By-elections don’t really tell you anything about the likely outcome of a general election, except when they do.

There are a range of factors that might make one take the results in Selby, Somerton and Uxbridge a bit more seriously than one otherwise might. For a start, there are three separate results across a fairly representative range of Tory seats - giving us a snapshot of sorts of where the electorate are at in the places that Sunak has to hold if he is to stay as PM. Secondly, we are probably around a year from a national vote at the dog end of thirteen years of Conservative administration - ‘mid-term blues’ these are not. Thirdly, they represent the closest test we’re likely to get of whether the Labour lead is as soft as Starmer’s critics would have us believe.


So, what tentative conclusions might we draw from the results?

Firstly, Labour is on course to win the general election. The average swing towards them across the three elections was 21%. This would very likely shrink in a general election, where the stakes are of course higher, but even so - this is comfortable majority territory.

Secondly, the Conservatives face an election fought on multiple fronts. The Lib Dem win in Somerton confirms that they are - once again - in play in a whole slew of seats across the West Country. This will put a great deal of pressure on Tory resources in the general election and complicates their messaging and strategy.
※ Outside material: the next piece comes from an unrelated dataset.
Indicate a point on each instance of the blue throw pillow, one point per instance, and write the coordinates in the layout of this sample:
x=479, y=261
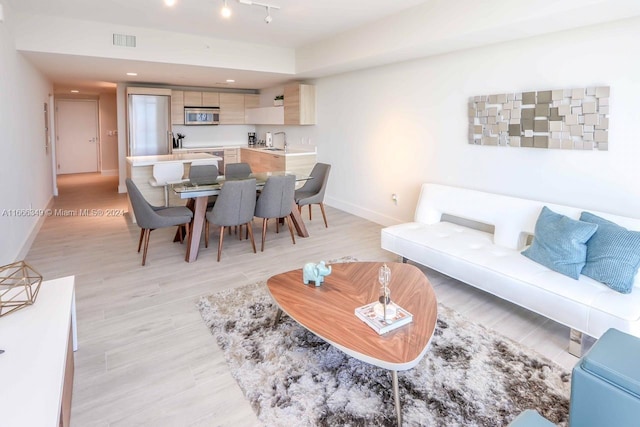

If Labour are regaining ground in the North, Scotland and cementing their lead in the cities whilst the Lib Dems hoover up seats in the South West, then the Tories could end up becoming the party of Surrey with a few outposts elsewhere.

Thirdly, though, the glimmer of light that Uxbridge presents to Sunak. Yes, ULEZ was undoubtedly a significant factor and yes, the result was close. But Labour lost. This speaks to a wider concern for Starmer and his team - there are a lot of suburban, lower middle class seats where he leads but is not loved. If Sunak can find wedge issues - like ULEZ - to fight Labour on in these seats he stands a chance of preventing a Labour majority. For Starmer, as Labour heads into its National Policy Forum conference, this will serve to prove his bias that Labour needs an abundance of caution so as not to frighten the horses. For his internal critics, of course, it will mean the opposite - that Labour needs make big, bold retail offers to squeezed Britain.

The Conservatives’ success in Uxbridge implies that their near-term electoral calculations will continue to supersede supposed long-term policy goals. Net zero is surely now under serious threat as a concept in Conservative circles; only the continued resistance of senior figures including the Prime Minister is holding back the tide of anti-green sentiment, and that might not survive when the 2024/25 manifesto is drafted.

Expect to see other environmental wedge issues like North Sea oil and gas licensing used to force Labour’s hand and create internal disagreements. There’s a question over whether this might also extend to other ‘hard choices’ – the ones Starmer says he intends to keep making – at a forthcoming fiscal event. You can easily imagine CCHQ policy wonks looking at the ongoing internal battle over the 2-child benefit cap, and musing on what other social security issues could create similar effects.

All in all, then, a good but not brilliant night for Labour - and one that will beg some questions. A bittersweet victory in Uxbridge for the Tories and a morale boost for the Lib Dems. The three leaders will have much to mull as they try to get some rest over the summer recess.